The date of the equinox is used in the calculation of the date of Easter. To quote Saint Bede (The Reckoning of Time, 725), “The Sunday following the full Moon which falls on or after the equinox will give the lawful Easter.”
As I understand it, the church mucks up the calculation by defining the equinox to occur at midnight on 21st, and further defining full moon to occur 14 days after new moon.
Perhaps the BAA should start a campaign to “get back to Bede” and celebrate the astronomically-correct date for Easter this weekend.
To answer your actual question…. my impression is that these times are calculated by the US Naval Observatory and printed in the Astronomical Almanac, and that basically any and every source that quotes times for the equinoxes and solstices get them from the AA. So, I think if 21:58 is what the USNO says, basically that’s the time that everyone will quote.
I’m not sure what algorithm the USNO uses.

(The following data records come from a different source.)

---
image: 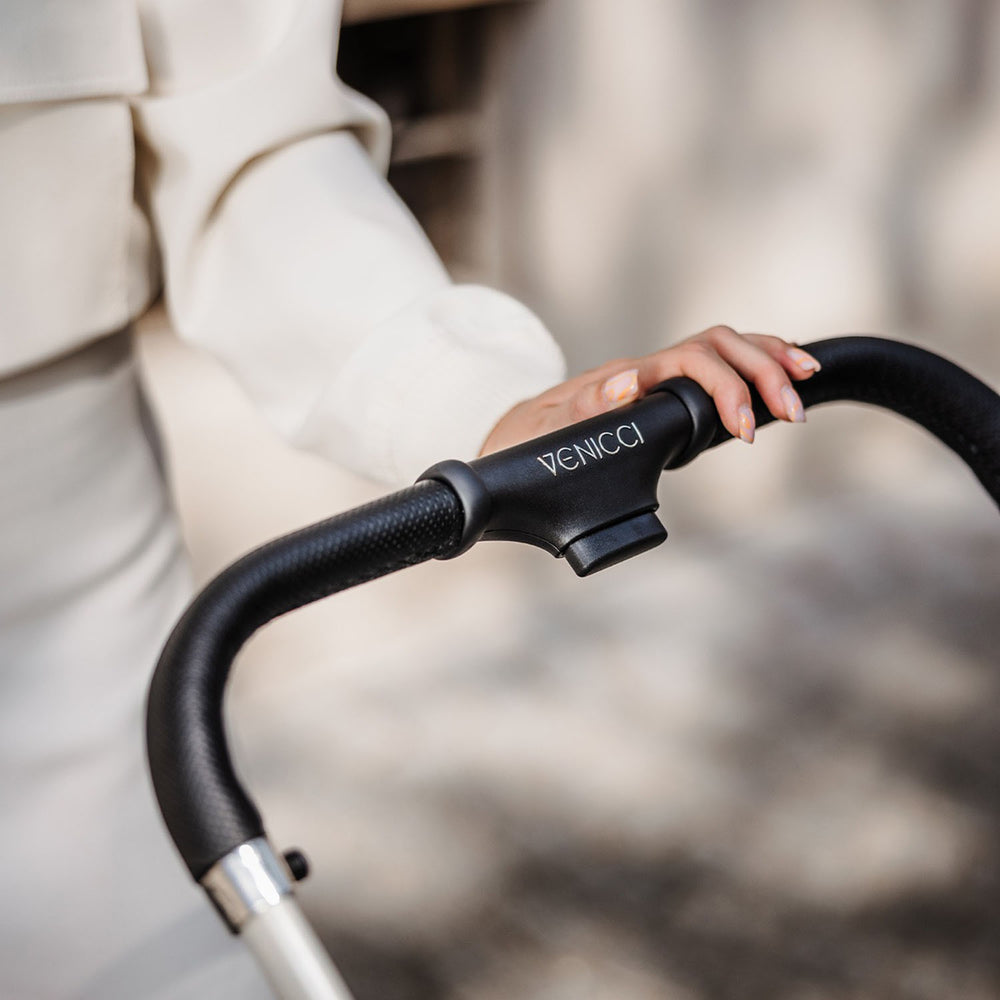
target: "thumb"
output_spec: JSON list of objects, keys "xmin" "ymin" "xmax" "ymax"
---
[{"xmin": 571, "ymin": 368, "xmax": 639, "ymax": 421}]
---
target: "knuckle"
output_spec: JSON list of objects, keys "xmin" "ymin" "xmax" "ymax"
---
[
  {"xmin": 569, "ymin": 392, "xmax": 591, "ymax": 423},
  {"xmin": 705, "ymin": 323, "xmax": 739, "ymax": 342}
]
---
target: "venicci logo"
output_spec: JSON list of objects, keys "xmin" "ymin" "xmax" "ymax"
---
[{"xmin": 538, "ymin": 420, "xmax": 646, "ymax": 476}]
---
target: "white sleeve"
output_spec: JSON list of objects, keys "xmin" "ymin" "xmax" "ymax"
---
[{"xmin": 134, "ymin": 0, "xmax": 563, "ymax": 483}]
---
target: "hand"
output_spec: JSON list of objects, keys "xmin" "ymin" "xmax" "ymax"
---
[{"xmin": 480, "ymin": 326, "xmax": 820, "ymax": 455}]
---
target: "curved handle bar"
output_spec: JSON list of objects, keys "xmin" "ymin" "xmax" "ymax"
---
[{"xmin": 147, "ymin": 337, "xmax": 1000, "ymax": 902}]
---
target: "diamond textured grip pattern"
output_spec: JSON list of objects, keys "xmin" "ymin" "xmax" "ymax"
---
[
  {"xmin": 146, "ymin": 482, "xmax": 463, "ymax": 880},
  {"xmin": 706, "ymin": 337, "xmax": 1000, "ymax": 507}
]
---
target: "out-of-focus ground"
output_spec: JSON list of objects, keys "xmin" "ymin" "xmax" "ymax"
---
[{"xmin": 137, "ymin": 0, "xmax": 1000, "ymax": 1000}]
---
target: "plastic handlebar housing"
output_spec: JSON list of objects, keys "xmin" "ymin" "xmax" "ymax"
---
[
  {"xmin": 146, "ymin": 337, "xmax": 1000, "ymax": 892},
  {"xmin": 421, "ymin": 337, "xmax": 1000, "ymax": 576},
  {"xmin": 420, "ymin": 380, "xmax": 696, "ymax": 576}
]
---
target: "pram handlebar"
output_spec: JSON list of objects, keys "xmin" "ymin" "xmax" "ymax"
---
[{"xmin": 147, "ymin": 337, "xmax": 1000, "ymax": 992}]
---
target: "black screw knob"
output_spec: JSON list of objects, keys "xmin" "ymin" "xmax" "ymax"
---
[{"xmin": 285, "ymin": 847, "xmax": 309, "ymax": 882}]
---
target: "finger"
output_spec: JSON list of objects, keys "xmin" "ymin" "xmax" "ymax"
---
[
  {"xmin": 706, "ymin": 327, "xmax": 806, "ymax": 424},
  {"xmin": 569, "ymin": 368, "xmax": 639, "ymax": 422},
  {"xmin": 744, "ymin": 333, "xmax": 822, "ymax": 381},
  {"xmin": 640, "ymin": 340, "xmax": 755, "ymax": 444}
]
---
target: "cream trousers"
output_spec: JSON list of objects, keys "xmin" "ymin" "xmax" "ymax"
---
[{"xmin": 0, "ymin": 333, "xmax": 270, "ymax": 1000}]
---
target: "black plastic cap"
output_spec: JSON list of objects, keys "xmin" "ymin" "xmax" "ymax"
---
[{"xmin": 285, "ymin": 847, "xmax": 309, "ymax": 882}]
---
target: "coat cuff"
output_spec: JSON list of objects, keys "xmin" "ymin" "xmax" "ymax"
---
[{"xmin": 294, "ymin": 285, "xmax": 565, "ymax": 486}]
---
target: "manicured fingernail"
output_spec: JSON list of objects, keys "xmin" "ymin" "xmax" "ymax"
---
[
  {"xmin": 788, "ymin": 347, "xmax": 822, "ymax": 372},
  {"xmin": 781, "ymin": 385, "xmax": 806, "ymax": 424},
  {"xmin": 601, "ymin": 368, "xmax": 639, "ymax": 406}
]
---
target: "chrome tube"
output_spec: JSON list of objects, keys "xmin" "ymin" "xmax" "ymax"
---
[{"xmin": 240, "ymin": 895, "xmax": 353, "ymax": 1000}]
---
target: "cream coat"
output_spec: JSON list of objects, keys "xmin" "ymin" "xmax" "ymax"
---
[
  {"xmin": 0, "ymin": 0, "xmax": 562, "ymax": 1000},
  {"xmin": 0, "ymin": 0, "xmax": 563, "ymax": 482}
]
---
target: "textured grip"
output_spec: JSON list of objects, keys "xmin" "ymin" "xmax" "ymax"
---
[
  {"xmin": 146, "ymin": 482, "xmax": 463, "ymax": 879},
  {"xmin": 706, "ymin": 337, "xmax": 1000, "ymax": 506},
  {"xmin": 147, "ymin": 337, "xmax": 1000, "ymax": 879}
]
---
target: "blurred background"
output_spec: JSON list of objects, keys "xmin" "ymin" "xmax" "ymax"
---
[{"xmin": 143, "ymin": 0, "xmax": 1000, "ymax": 1000}]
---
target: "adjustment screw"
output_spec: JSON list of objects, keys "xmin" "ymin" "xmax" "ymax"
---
[{"xmin": 285, "ymin": 847, "xmax": 309, "ymax": 882}]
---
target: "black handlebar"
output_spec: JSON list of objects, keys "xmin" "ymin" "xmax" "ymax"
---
[{"xmin": 147, "ymin": 337, "xmax": 1000, "ymax": 880}]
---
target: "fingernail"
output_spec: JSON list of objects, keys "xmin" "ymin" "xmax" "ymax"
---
[
  {"xmin": 788, "ymin": 347, "xmax": 823, "ymax": 372},
  {"xmin": 781, "ymin": 385, "xmax": 806, "ymax": 424},
  {"xmin": 601, "ymin": 368, "xmax": 639, "ymax": 405}
]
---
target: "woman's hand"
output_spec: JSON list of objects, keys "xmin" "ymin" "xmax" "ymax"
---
[{"xmin": 480, "ymin": 326, "xmax": 820, "ymax": 455}]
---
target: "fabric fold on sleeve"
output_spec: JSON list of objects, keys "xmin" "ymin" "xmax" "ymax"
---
[{"xmin": 289, "ymin": 285, "xmax": 565, "ymax": 484}]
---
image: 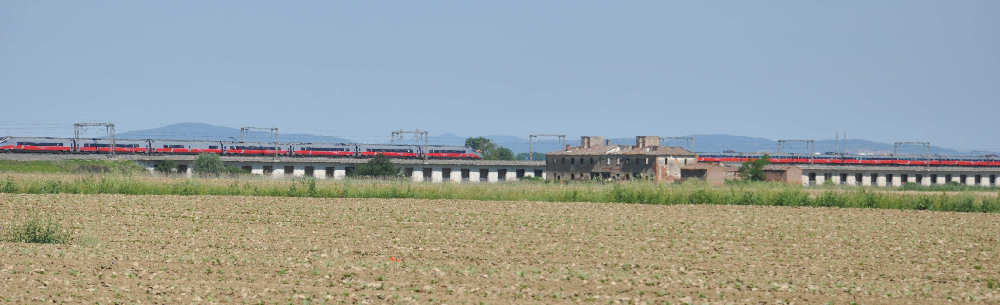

When I have tried to do the calculation myself — which I tried to do in order to put equinox times on my website, In-The-Sky.org, I struggled to get exactly the same tiime as the USNO. For last night’s equinox, I get 21:44 UT. A difference of 14 minutes is larger than I would expect, since I used the NASA DE405 ephemeris to get the position of the Earth and Sun to high accuracy. I suspect I screwed something up — quite possibly there was an inaccuracy in my correction for the precession of the equinoxes (which is necessary to get the Sun’s RA and Dec for the epoch of the equinox, not J2000 coordinates).